DIARIO DE NAVEGACIÓN

VISIÓN


Y en la playa misteriosa
que las olas blandamente
van cubriendo con la espuma
blanquecina de sus crestas,
en la playa que ilumina
con claridades de plata
la luna que mansamente
se recuesta en el ocaso
en la playa en que la brisa
sus murmullos adormece
y en que mueren
lentamente los vagidos de la mar.
Mis ojos que escudriñaban
los horizontes vacíos,
han visto surgir de pronto
de la arena adormecida,
cual humo de un incensario,
un albo copo de niebla,
que al esfumarse en el aire
distendió sus blancos tules
en el azul de los cielos.
Y en esa pálida aureola
entreví la mirada
de sus ojos soñadores
y adiviné su sonrisa
de tristeza y de dulzura.
La visión desvanecida,
la nubecilla en los aires
diluyó sus blancos velos,
y en el azul de los cielos
brillaron, solo, los rayos
moribundos de la luna
que flotaba sobre el mar.




Ramón Rivas Ramírez
Mayo 17/ 1907

martes, marzo 17, 2009

DIARIO DE NAVEGACION

EVOCACIÓN

Resurja en la playa que envuelven las sombras
la pálida virgen de rubios cabellos,
la pálida virgen que flota dormida
en nimbo de oro, en velo de luz

Resurja en la playa, que muerden las olas
despierte del sueño, de quieta dulzura
que un ángel arrulla, batiendo sus alas
y escuche las voces de mi alma ardiente
que suenan perdidas, vibrando sin eco.

Contemple mis ojos abiertos sin ver
buscando en los cielos el suave reflejo
que un día la muerte cruel empañó;
y mire marchitas las ansias de mi alma
cual flores sin aire, sin sol y sin luz.

Resurja en la playa que bañan las ondas
y aspire en la copa vacía de mi alma
el acre perfume de mi ultima lágrima.

Bogando en el negro turbión de la vida
bogando al acaso, sin faro y sin rumbo
con sombras en lo alto, tinieblas abajo
mis ojos buscaban, con honda tristeza
la luz de los tuyos, la única estrella
que al negro horizonte, he visto clarear

Pensaba yo, a veces, en horas nostálgicas
porque no recuerdas, porque no entreabres
tus ojos que fueron el sol de los míos,
por lejos que flotes en otros espacios,
sediento de luz, bebiera el reflejo
que mi alma cegada, ansía y espera.

Yo vi indiferente rodar mi existencia
y solo he vivido amando recuerdos
el tiempo que mata amor y esperanza
las flores marchita y esparce sus hojas
llevóse en sus alas, que vuelan calladas
perfumes y efluvios, ternura y cariño
que nunca en mi pecho dejaron más huella
que deja en la nieve, un rayo de luz..
las ansias de mi alma, que suben y flotan
buscando en los cielos tu dulce figura
han sido la nube que el viento arrebata
destiende sus pliegues y rasga sus velos.

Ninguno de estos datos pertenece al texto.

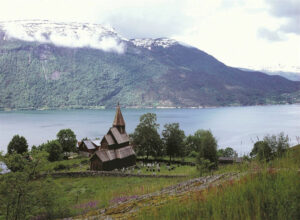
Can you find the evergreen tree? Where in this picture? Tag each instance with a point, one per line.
(173, 138)
(146, 139)
(18, 145)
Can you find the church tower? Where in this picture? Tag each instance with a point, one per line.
(119, 122)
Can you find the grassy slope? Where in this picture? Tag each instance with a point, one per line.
(34, 75)
(269, 191)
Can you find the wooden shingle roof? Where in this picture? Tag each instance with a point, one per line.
(119, 120)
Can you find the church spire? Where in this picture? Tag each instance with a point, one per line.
(119, 122)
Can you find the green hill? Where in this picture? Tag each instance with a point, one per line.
(38, 75)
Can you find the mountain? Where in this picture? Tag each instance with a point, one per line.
(288, 72)
(70, 65)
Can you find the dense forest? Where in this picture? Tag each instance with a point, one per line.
(38, 76)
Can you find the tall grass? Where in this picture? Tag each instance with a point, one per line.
(100, 191)
(263, 195)
(269, 190)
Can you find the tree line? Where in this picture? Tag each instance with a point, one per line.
(173, 142)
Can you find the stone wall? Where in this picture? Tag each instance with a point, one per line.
(108, 173)
(165, 161)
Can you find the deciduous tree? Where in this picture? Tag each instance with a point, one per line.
(67, 140)
(173, 138)
(18, 145)
(146, 139)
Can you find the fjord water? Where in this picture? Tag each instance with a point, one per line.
(236, 127)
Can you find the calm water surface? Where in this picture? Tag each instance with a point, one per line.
(237, 127)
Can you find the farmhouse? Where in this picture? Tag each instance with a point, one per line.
(115, 151)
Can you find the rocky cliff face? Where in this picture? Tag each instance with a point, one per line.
(62, 65)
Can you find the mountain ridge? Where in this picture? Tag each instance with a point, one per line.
(145, 72)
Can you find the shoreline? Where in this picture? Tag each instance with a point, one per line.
(138, 107)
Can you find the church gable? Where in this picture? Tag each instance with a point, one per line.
(115, 151)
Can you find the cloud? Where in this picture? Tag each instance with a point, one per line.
(131, 18)
(65, 35)
(288, 9)
(269, 35)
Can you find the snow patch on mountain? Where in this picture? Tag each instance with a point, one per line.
(65, 34)
(149, 43)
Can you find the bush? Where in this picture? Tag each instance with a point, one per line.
(18, 145)
(193, 154)
(61, 167)
(207, 147)
(270, 147)
(67, 140)
(54, 149)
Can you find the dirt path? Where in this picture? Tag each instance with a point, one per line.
(128, 209)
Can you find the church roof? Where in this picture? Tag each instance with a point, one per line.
(107, 155)
(119, 120)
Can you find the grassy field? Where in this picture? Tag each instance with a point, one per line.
(269, 191)
(85, 194)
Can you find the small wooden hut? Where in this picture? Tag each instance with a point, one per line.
(115, 151)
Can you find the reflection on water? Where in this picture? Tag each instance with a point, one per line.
(237, 127)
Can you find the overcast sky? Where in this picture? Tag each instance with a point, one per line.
(240, 33)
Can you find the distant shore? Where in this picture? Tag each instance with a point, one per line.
(134, 107)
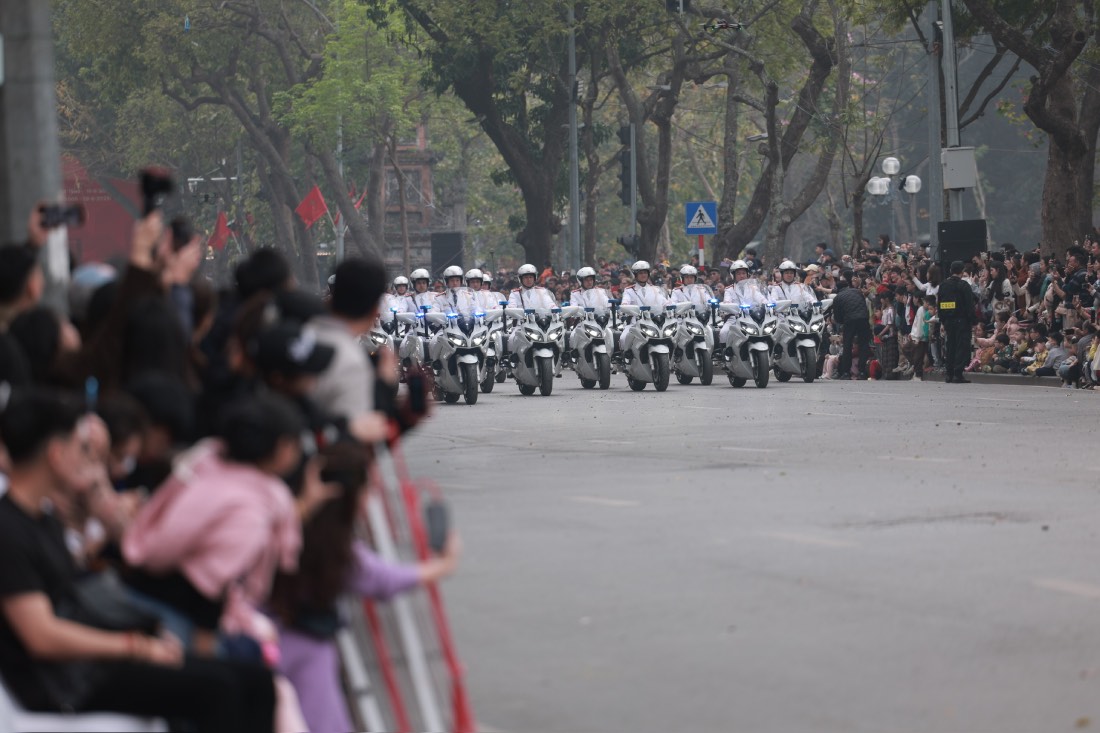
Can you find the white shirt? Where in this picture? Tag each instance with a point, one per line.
(457, 299)
(696, 294)
(537, 297)
(746, 292)
(428, 298)
(796, 293)
(594, 297)
(645, 294)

Resurja en la playa la pálida virgen
y mire en mi pecho, luciente el altar
que mi alma doliente perfuma e inciensa
con dulces recuerdos que quema el amor.

Reflejen sus ojos, la luz de la dicha
y cieguen los míos guardando el destello,
que anuncia a mi pecho, que el alma de mi alma
despierta en los cielos y escucha mi voz.




Ramón Rivas Ramírez

Mayo 14, 1907

jueves, marzo 12, 2009

DIARIO DE NAVEGACIÓN

LEYENDA DE UN GRABADO QUE HAY EN EL COMEDOR DE ZEMITA.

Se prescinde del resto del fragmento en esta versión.